Is there any way how I can find a word such as "Allequalsfive" or "A11equalsfive" or "AIIequalsfive"? (loose search) Normally result will be "false".
If only I can specify to ignore some letters.. (the sequence is constant, other letters are constants).
With the help of extension methods & Levenshtein Distance algorithm
var array = new string[]{ "telekinesis", "laureate",
"Allequalsfive", "Indulgence" };
bool b = array.LooseContains("A11equalsfive", 2); //returns true
-
public static class UsefulExtensions
{
public static bool LooseContains(this IEnumerable<string> list, string word,int distance)
{
foreach (var s in list)
if (s.LevenshteinDistance(word) <= distance) return true;
return false;
}
//
//http://www.merriampark.com/ldcsharp.htm
//
public static int LevenshteinDistance(this string s, string t)
{
int n = s.Length;
int m = t.Length;
int[,] d = new int[n + 1, m + 1];
// Step 1
if (n == 0)
return m;
if (m == 0)
return n;
// Step 2
for (int i = 0; i <= n; d[i, 0] = i++){}
for (int j = 0; j <= m; d[0, j] = j++){}
// Step 3
for (int i = 1; i <= n; i++)
{
//Step 4
for (int j = 1; j <= m; j++)
{
// Step 5
int cost = (char.ToUpperInvariant(t[j - 1]) == char.ToUpperInvariant(s[i - 1])) ? 0 : 1;
// Step 6
d[i, j] = Math.Min(
Math.Min(d[i - 1, j] + 1, d[i, j - 1] + 1),
d[i - 1, j - 1] + cost);
}
}
// Step 7
return d[n, m];
}
}
You can use the Contains overload that takes an IEqualityComparer<TSource>.
Implement your own equality comparer that ignores the letters you want and off you go.

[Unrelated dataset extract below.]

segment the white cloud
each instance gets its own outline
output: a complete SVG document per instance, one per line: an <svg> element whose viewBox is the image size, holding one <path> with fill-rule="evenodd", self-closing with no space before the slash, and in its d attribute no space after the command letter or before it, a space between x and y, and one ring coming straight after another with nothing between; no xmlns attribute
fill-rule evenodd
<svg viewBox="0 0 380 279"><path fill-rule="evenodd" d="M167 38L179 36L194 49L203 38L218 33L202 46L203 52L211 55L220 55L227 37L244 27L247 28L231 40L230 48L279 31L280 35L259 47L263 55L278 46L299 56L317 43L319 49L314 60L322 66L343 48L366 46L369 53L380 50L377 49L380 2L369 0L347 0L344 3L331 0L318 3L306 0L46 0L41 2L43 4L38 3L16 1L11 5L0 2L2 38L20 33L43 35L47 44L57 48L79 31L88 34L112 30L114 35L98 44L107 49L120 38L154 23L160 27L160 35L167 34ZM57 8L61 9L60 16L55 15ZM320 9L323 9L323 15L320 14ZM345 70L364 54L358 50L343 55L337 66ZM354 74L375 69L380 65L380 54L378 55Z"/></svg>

if you only need to know if the word is loosely contained in your array, then you can just "clean" the letters you want to ignore (e.g. replace "1" by "l") in both your search word and array:
Func<string, string> clean = x => x.ToLower().Replace('1', 'l');
var array = (new string[] { "telekinesis", "laureate", "A11equalsfive", "Indulgence" }).Select(x => clean(x));
bool result = array.Contains(clean("allequalsfive"));
Otherwise you can look up the Where() LINQ keyword, which lets you filter an array based on a function that you specify.